So the other day I was chatting with a friend on Facebook - via the comment section of her post. She was at our mutual dentist's office and I said something about liking the massage chair they have in the waiting room. I mentioned that I love sitting in it while Matthew is getting his ortho adjustments. Ahhhhhhhh.
And she replied that she wasn't able to enjoy it because she was "chasing the baby" - but realized she'll have a chance some day.
My initial reaction was to say, "Yes. You will." And then I was tempted to advise her to enjoy these moments because they'll go so fast. *Gag!*
Fortunately, before I typed such hypocrisy my memory took me back to a day at the pool when I was chasing kids. When I was looking longingly at the moms who got to sit around enjoying one another's company, seemingly relaxed and care-free. When one of them said to me, "Your time will come," and I didn't feel consoled by her words.

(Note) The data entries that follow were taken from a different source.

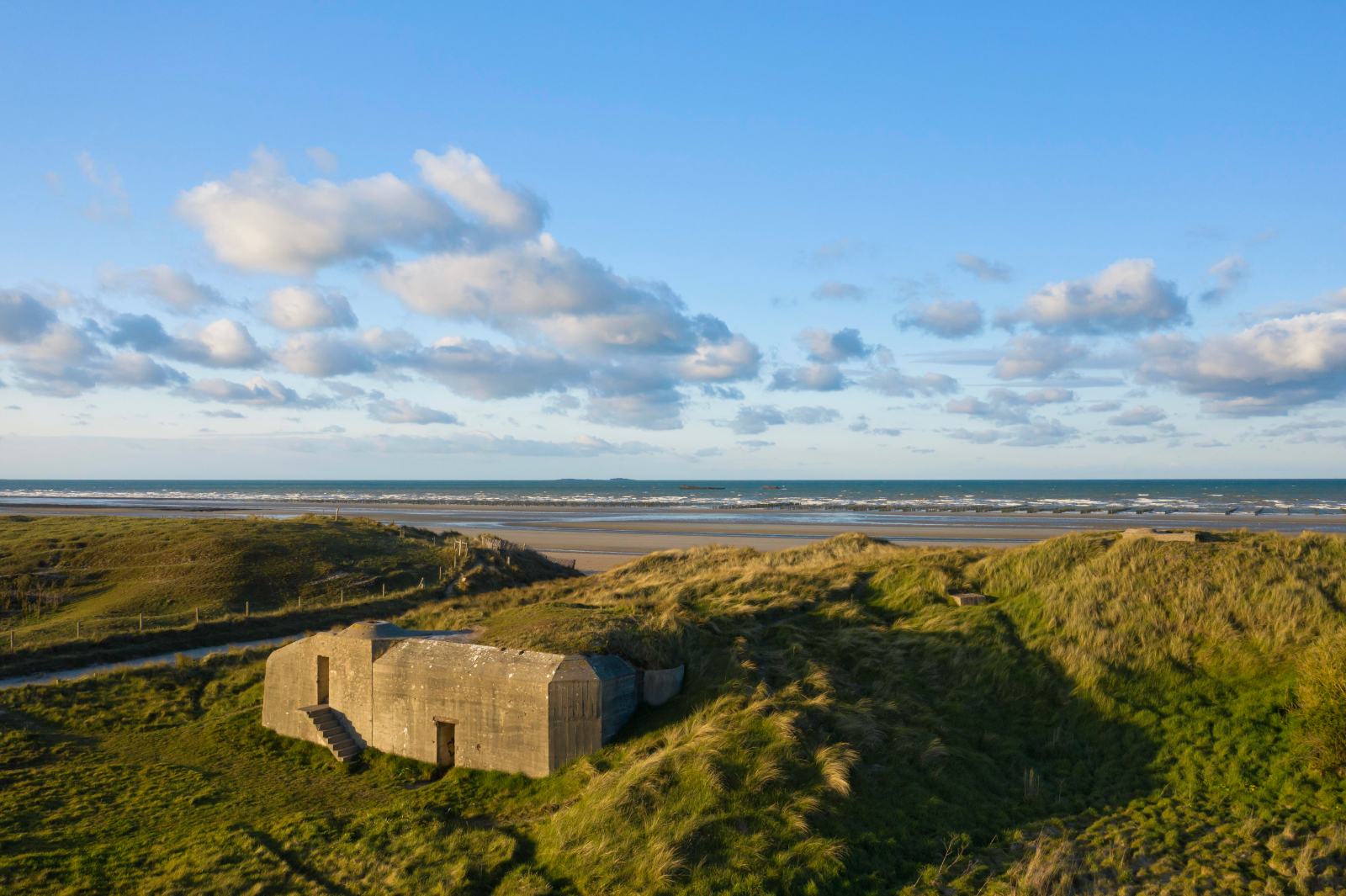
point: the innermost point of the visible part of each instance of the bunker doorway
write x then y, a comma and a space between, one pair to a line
444, 741
322, 680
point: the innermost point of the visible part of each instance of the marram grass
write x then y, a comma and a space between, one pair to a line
1124, 718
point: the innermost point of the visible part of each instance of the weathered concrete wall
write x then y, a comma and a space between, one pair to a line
513, 711
497, 698
619, 692
293, 682
661, 685
1159, 534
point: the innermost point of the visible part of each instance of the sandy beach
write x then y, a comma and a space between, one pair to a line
598, 538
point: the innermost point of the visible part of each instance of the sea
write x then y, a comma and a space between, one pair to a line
1189, 496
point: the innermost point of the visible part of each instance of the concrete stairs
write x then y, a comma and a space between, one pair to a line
333, 732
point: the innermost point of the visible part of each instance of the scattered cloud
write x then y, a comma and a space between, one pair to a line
978, 437
946, 319
253, 393
478, 188
1038, 357
831, 347
305, 308
481, 257
1228, 273
111, 202
838, 291
816, 377
893, 382
562, 404
1264, 370
24, 318
473, 443
983, 269
323, 159
177, 289
264, 220
1139, 416
1124, 298
840, 251
812, 415
1303, 431
751, 420
1041, 433
1006, 406
401, 411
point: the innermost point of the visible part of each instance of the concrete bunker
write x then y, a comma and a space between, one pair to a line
437, 697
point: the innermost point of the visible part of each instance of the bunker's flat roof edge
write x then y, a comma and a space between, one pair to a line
437, 697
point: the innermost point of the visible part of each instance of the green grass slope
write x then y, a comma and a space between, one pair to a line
105, 572
1124, 716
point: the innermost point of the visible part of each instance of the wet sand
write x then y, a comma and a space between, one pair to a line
598, 538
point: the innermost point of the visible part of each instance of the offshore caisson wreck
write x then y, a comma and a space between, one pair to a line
437, 697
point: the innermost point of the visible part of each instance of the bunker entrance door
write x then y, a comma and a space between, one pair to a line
443, 741
322, 680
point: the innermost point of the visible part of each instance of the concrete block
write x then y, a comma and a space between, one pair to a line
661, 685
511, 711
1159, 534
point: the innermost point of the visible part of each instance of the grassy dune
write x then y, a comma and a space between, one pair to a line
1126, 716
105, 572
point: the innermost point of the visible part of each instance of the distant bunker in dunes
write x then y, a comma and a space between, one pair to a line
437, 697
1161, 534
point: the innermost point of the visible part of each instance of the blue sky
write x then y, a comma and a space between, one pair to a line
777, 241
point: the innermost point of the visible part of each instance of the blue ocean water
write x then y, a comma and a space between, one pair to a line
1179, 494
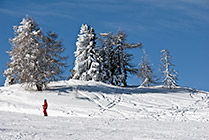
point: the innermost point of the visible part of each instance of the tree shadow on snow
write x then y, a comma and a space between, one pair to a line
119, 90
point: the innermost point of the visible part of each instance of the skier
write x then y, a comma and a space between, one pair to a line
45, 107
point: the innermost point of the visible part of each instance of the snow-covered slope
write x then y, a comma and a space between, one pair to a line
96, 110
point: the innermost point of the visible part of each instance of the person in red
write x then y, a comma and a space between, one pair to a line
45, 107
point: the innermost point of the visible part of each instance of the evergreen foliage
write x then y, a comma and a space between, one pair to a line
33, 56
87, 64
146, 73
169, 73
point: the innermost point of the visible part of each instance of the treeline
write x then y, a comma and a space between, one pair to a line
36, 58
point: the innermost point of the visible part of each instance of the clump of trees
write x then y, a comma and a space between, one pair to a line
36, 58
109, 63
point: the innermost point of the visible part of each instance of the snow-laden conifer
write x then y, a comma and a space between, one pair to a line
122, 58
87, 56
169, 73
52, 60
107, 55
25, 55
146, 72
33, 56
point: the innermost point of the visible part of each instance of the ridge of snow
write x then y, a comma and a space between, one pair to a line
95, 99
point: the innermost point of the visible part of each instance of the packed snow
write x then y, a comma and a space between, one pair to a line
94, 110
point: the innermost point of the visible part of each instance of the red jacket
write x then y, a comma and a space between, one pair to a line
45, 105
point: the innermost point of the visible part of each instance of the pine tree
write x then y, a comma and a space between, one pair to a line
107, 55
169, 74
24, 66
52, 61
145, 72
123, 58
87, 56
30, 63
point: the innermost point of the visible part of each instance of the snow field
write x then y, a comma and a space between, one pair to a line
92, 110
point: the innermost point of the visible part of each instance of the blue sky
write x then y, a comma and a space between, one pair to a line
181, 26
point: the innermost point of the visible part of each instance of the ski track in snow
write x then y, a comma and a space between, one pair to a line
79, 103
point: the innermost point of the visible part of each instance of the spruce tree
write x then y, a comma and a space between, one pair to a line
30, 63
87, 56
122, 58
24, 66
107, 55
52, 59
146, 72
169, 73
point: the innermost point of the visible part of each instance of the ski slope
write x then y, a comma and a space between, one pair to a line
94, 110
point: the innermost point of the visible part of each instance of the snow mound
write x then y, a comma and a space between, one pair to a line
94, 99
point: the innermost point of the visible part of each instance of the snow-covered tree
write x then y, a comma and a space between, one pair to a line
115, 60
30, 62
122, 58
52, 61
169, 73
106, 55
145, 72
87, 64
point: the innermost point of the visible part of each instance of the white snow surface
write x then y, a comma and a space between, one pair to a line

I remembered another time when an older mom tried encouraging me (At least, I think she was trying to encourage me.) by saying, "Oh, we've all been there." Except rather than being encouraged, I felt like her words were telling me I needed to suck it up - because I wasn't the only one who ever went through whatever I was going through at the moment. (In retrospect, I understand that was the faulty thinking of my depression.)
In light of these memories I paused before I finished typing my response. I didn't want to say anything which might in some way discourage or discount my young-mother friend. So I asked myself what I would have wanted to hear at that moment if I were in her shoes.
And I wrote, "Yes. You will. Until then, I pray God will give you the grace to stay in the moment and trust Him through each one." Because even as I wanted to encourage her to not wish these days away, I understand the desperation one can feel when it seems like "this" will never end. And I wanted to direct her gaze toward God as the One who will help her through every "this" she encounters.
Because I have been through a lot of "this."
And I have found that HE is faithful!